About After-Shingles Pain

Each year, about 1 million people in the United States get shingles1. The medical name for shingles is herpes zoster2. Shingles is an infection caused by the same virus that causes chicken pox. Anyone who has had chicken pox is at risk for shingles and after-shingles pain. The virus can stay quiet in your body for years or even decades and comes back later to cause shingles3,4. Not everyone who has had chicken pox will get shingles5.

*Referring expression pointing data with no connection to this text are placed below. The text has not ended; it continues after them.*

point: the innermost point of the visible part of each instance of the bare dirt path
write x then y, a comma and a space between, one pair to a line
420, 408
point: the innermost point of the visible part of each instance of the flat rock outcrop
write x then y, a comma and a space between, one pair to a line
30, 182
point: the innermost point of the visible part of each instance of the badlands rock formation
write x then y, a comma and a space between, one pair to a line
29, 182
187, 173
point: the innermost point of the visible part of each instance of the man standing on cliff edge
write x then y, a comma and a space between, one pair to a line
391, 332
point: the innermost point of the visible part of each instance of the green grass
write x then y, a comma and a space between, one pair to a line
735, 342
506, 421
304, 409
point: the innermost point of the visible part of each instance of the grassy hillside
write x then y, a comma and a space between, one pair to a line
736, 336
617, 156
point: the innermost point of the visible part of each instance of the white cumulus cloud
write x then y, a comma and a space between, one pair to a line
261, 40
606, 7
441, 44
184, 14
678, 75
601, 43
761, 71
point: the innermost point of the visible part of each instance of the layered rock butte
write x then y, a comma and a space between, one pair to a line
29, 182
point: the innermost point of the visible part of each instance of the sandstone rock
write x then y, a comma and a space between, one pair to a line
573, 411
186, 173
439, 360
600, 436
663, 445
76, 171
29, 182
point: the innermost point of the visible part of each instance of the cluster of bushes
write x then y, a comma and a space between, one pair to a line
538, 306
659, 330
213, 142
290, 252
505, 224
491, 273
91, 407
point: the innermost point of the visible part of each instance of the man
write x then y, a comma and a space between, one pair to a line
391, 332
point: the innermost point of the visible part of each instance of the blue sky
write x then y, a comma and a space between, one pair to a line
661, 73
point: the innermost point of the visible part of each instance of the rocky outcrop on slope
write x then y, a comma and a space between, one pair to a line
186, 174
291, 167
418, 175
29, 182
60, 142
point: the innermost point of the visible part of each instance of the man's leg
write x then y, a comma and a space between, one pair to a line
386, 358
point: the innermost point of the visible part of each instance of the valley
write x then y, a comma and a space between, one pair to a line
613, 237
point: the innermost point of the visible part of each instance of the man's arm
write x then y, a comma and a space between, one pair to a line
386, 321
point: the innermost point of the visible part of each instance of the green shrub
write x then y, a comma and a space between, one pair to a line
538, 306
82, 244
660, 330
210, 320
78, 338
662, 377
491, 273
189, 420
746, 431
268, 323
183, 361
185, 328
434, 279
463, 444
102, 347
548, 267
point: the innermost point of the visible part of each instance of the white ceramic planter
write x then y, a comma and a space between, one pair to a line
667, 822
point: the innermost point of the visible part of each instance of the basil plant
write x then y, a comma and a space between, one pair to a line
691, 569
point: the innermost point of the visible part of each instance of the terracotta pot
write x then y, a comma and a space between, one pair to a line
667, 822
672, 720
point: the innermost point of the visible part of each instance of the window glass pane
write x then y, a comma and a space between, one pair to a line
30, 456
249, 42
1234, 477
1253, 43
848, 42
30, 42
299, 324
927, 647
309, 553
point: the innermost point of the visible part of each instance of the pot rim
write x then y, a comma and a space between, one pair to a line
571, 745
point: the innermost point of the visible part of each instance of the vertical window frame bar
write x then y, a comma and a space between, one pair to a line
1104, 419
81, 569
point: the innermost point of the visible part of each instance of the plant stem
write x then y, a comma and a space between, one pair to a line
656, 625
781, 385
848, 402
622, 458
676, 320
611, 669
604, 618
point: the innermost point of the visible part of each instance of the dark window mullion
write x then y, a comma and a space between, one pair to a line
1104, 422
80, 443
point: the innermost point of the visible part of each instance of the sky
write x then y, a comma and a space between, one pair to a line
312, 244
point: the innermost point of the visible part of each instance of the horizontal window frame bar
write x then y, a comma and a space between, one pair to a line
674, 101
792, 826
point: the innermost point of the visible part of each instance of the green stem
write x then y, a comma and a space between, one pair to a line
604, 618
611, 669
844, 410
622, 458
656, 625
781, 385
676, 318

When the virus comes back, it is thought that it travels along nerves to the skin and causes blisters to form5. Sometimes just a few blisters form; sometimes so many form that they appear as a rash5. Shingles can occur anywhere on the body, but it usually appears on the torso (chest or back), waistline, upper arms, or side of the face4, 5. The rash usually clears up within 2 to 4 weeks6. In rare cases, no rash develops at all.

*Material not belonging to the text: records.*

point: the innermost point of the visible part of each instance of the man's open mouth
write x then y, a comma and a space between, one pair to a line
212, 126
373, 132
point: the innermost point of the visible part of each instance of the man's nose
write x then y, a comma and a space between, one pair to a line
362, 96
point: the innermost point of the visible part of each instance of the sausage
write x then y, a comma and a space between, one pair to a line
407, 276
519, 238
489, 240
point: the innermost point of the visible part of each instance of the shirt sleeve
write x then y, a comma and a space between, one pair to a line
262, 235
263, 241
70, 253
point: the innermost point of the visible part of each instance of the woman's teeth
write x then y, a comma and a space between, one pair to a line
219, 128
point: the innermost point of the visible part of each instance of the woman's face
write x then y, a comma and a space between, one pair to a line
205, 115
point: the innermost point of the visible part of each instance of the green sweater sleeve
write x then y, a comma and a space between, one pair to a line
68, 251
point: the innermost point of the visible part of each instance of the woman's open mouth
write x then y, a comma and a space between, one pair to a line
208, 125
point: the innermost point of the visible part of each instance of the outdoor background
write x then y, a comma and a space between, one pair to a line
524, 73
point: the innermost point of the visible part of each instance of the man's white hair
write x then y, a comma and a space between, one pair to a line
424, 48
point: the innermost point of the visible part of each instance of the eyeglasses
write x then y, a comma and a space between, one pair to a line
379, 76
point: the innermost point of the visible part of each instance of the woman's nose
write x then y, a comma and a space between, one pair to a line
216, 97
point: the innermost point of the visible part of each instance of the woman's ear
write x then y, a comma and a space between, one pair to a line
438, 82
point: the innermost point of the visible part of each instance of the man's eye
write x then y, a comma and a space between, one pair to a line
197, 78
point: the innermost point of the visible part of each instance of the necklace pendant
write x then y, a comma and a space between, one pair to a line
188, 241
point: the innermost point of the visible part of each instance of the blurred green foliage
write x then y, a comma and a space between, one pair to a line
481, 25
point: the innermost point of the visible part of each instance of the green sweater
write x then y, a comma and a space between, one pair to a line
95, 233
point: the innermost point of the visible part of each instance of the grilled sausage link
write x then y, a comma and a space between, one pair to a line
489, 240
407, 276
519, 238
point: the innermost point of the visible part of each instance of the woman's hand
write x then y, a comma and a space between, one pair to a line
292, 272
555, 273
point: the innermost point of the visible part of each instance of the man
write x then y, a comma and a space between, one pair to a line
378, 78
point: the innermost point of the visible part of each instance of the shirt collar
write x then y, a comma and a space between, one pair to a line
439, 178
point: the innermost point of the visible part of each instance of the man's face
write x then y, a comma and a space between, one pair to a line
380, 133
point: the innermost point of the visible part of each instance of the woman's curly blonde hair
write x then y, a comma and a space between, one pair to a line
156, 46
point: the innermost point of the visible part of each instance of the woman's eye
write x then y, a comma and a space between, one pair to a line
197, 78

The early signs of shingles can easily be mistaken for another illness. Some people begin by feeling a burning or shooting pain, numbness, tingling or itching in one area of the body or face. Others may feel mild, flu-like symptoms, such as fever, headache, chills and nausea. One day to two weeks after the shingles pain begins, a rash or cluster of blisters appears on the skin7. If you or your loved ones notice any of these early signs, you should see your healthcare professional immediately, because early treatment of shingles can decrease the amount of time you suffer from the painful condition8.

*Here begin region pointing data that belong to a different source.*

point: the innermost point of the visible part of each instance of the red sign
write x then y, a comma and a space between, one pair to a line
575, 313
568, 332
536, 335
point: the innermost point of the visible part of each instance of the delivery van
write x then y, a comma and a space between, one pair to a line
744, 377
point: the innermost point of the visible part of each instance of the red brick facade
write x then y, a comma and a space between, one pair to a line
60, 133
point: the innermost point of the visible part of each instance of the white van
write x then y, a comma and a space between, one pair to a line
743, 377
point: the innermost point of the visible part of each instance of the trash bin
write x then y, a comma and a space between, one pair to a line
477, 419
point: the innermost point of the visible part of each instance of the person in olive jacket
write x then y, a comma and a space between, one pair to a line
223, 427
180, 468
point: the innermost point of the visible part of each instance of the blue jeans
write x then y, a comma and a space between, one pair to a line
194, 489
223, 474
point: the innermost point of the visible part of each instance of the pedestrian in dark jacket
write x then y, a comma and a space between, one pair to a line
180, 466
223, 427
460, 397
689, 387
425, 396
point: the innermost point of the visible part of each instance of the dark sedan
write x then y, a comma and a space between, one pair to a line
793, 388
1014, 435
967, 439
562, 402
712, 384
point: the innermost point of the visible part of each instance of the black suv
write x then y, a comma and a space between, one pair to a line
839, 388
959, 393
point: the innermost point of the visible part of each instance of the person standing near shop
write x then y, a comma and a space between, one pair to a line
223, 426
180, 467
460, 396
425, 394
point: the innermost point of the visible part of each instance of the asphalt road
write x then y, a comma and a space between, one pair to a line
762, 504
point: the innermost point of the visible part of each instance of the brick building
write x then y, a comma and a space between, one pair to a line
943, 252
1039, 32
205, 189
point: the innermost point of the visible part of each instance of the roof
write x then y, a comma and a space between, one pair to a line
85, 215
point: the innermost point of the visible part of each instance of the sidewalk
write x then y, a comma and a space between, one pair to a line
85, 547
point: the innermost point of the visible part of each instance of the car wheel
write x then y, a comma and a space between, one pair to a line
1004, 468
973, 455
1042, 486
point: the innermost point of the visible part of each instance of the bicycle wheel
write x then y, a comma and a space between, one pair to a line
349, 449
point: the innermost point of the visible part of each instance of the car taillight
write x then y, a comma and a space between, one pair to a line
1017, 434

Though a rash and blisters are symptomatic of shingles, an outbreak may begin without them, so it is important to recognize the other signs and symptoms that accompany the rash. Sometimes, though uncommon, shingles will occur without a rash, which is called zoster sine herpete7. In rare cases, a shingles infection can lead to pneumonia, hearing problems, blindness, brain inflammation or death9.

After-shingles pain

Some people still have pain after shingles heals. After-shingles pain results from nerve damage caused by the shingles virus and usually occurs in the same place where you had shingles10,11. For some people, pain from shingles can last for months or even years3. The medical name for after-shingles pain is postherpetic neuralgia, or PHN. Out of every 5 people who develop shingles, about 1 will go on to develop after-shingles pain. That’s about 120,000 to 200,000 people in the United States every year1.

Who is at risk for after-shingles pain?

Age is the main risk factor for after-shingles pain. People 50 years or older who have had shingles have a 50% risk of getting after-shingles pain. And people 80 years or older have an 80% chance for after-shingles pain1. Other risk factors include severe shingles pain and severe shingles rash within 3 days of infection12.

After-shingles pain — you are not alone

Like you, other people suffer from after-shingles pain. Anyone who has had chicken pox is at risk for shingles and after-shingles pain. Because people like you may develop after-shingles pain, you should never feel that you’re alone. Although there is no cure for after-shingles pain, there are several medications available to treat it. Ask your healthcare professional to discuss them with you.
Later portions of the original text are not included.